Eine BFE+ kann bei besonderen Gefährdungs- oder Fahndungslagen offen oder verdeckt eingesetzt werden, Gelände durchsuchen und speziell gesicherte Kontrollstellen betreiben. Bei Täterkontakt binden sie die Angreifer, das heißt, sie zwingen sie, aufzugeben oder sich zurückzuziehen, und verhindern so deren weiteres Vorgehen. Sie schützen Unbeteiligte, evakuieren Verletzte aus dem Gefahrenbereich und versorgen diese. Darüber hinaus unterstützen sie die GSG 9 der Bundespolizei und die Spezialkommandos der Polizeien der Länder bei Zugriffsmaßnahmen. Sofern Spezialeinheiten nicht oder nicht rechtzeitig am Einsatzort eintreffen können, gehen die Angehörigen der BFE+ eigenständig gegen die Täter vor, machen sie handlungsunfähig oder führen Notzugriffe durch. Das ist der Fall, wenn zur Abwehr einer akuten Lebensgefahr für Geiseln, Unbeteiligte oder Einsatzkräfte ein sofortiges Handeln mit hohem Risiko erforderlich ist – gegebenenfalls auch unter Einsatz von Schusswaffen.

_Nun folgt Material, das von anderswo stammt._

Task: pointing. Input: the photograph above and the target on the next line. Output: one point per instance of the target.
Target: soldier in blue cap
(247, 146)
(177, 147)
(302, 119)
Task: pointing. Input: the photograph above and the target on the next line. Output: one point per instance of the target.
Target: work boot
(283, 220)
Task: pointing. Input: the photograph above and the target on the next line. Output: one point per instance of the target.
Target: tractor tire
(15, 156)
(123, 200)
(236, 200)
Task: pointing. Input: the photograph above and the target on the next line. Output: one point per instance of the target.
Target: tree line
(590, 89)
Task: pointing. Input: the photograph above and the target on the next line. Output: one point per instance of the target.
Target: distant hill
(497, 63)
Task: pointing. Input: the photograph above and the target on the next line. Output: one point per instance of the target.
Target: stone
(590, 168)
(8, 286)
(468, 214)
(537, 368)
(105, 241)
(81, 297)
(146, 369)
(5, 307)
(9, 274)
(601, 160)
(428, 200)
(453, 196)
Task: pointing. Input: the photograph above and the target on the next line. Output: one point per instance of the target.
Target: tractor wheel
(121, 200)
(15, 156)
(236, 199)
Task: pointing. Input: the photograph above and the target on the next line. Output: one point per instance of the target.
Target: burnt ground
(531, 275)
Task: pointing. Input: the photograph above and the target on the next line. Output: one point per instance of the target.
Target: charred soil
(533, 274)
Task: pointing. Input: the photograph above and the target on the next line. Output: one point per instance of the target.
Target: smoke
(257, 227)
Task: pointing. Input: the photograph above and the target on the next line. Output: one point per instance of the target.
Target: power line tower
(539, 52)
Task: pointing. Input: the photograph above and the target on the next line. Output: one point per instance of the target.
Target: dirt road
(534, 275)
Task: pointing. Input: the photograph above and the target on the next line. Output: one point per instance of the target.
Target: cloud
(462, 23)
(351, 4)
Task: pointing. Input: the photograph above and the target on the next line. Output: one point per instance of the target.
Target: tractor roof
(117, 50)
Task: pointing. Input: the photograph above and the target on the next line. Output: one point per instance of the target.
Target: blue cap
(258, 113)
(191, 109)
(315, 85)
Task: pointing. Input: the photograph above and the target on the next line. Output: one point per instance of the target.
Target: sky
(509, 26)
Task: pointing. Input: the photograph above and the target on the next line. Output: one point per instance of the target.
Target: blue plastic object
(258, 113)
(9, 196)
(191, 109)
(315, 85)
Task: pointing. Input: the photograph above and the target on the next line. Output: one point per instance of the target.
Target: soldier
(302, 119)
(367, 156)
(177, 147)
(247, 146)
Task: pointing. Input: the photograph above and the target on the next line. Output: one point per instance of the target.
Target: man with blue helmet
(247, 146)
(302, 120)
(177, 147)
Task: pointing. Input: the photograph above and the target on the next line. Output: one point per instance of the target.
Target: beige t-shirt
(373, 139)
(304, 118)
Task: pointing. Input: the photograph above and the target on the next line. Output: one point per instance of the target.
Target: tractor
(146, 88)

Mit den BFE verfügt die Bundespolizei über Einheiten mit hohem Leistungsvermögen und besonderer Ausstattung, um konsequent und beweissicher gegen gewaltbereite Personen vorzugehen. Durch die fortlaufende Überprüfung taktischer Einsatzkonzepte, die Weiterentwicklung materieller Ausstattung und die Fortbildung der Beamtinnen und Beamten können auch künftige Herausforderungen erfolgreich bewältigt werden.